Fig: Showing the search bar in stuck status.
To indicate the progressiveness of the search, a ‘search bar’ displayed on the browser. Because of an unknown bug, some where in the middle of the transaction this progress bar got stuck. No results were rendered. It didn’t happen frequently but rarely it was happening. As search is a foundational element, if it didn’t work, bookings will not happen. Besides the drop in the revenue, it would also leave a bad taste with the user, who might not return back.
Developer console tools on browser didn’t give helpful error messages/hints other than blanket statement: “SCRIPT7002: XMLHttpRequest: Network Error 0x2ef3, Could not complete the operation due to error 00002ef3.”
This problem started to happen all of a sudden, out of the blue.
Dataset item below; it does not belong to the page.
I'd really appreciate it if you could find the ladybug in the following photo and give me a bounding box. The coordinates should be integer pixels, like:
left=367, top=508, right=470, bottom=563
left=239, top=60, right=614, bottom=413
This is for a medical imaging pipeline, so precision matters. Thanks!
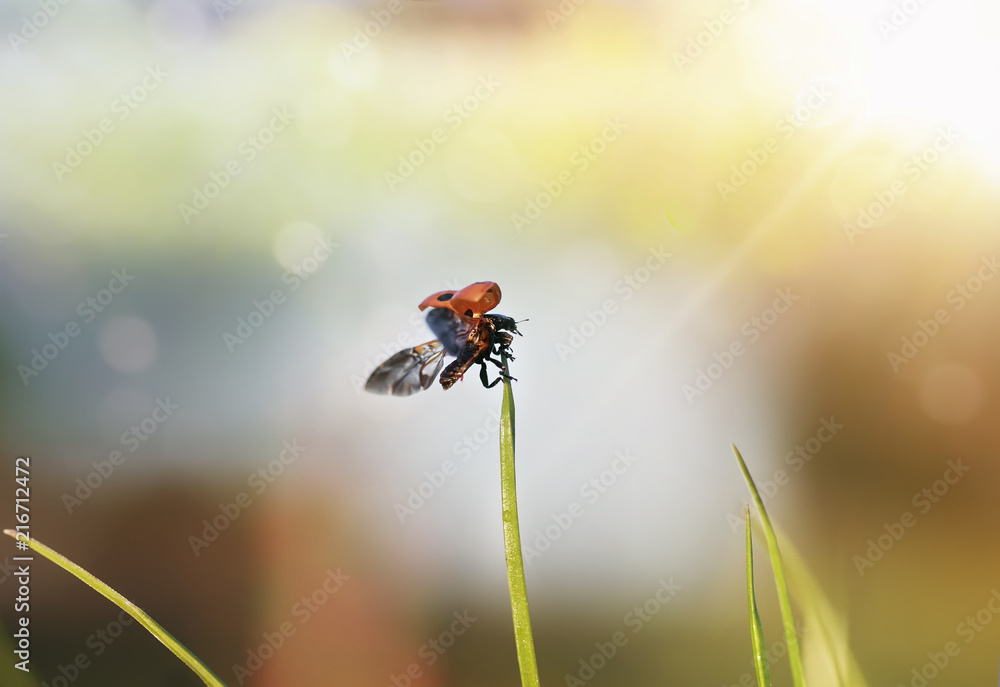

Team started to look in to all possibilities that could trigger this problem.
1. Any server side code changes was introduced recently?
2. Any front-end (java script) code changes was introduced recently?
3. Any Load balancer settings was changed recently?
4. Any Application server setting was changed recently?
5. Any Network settings/firewall settings was changed recently?
To diagnose the problem I installed “Wireshark” and captured TCP/IP packets on the client side. When analyzing the conversation between the client machine and server, I noticed that server was prematurely issuing FIN packets in the middle of the conversation. Please see the highlighted portion of the TCP/IP conversation below:
Fig: Whireshark TCP/IP packet capture
Thus this finding narrowed down that problem is triggered from the server side, whcih could be
a. Network/Firewall settings
b. Load Balancer settings
c. Application server settings.
When analyzing further, we noticed that accidently “KeepAliveTimeout” property in the Apache Load Balancer was changed to 1 second. Thus whenever application server took more than 1 second to respond, Apache load balancer’s “KeepAliveTimeout” kicked-in and started to issue ‘FIN’ packet. Thus connection was teared down.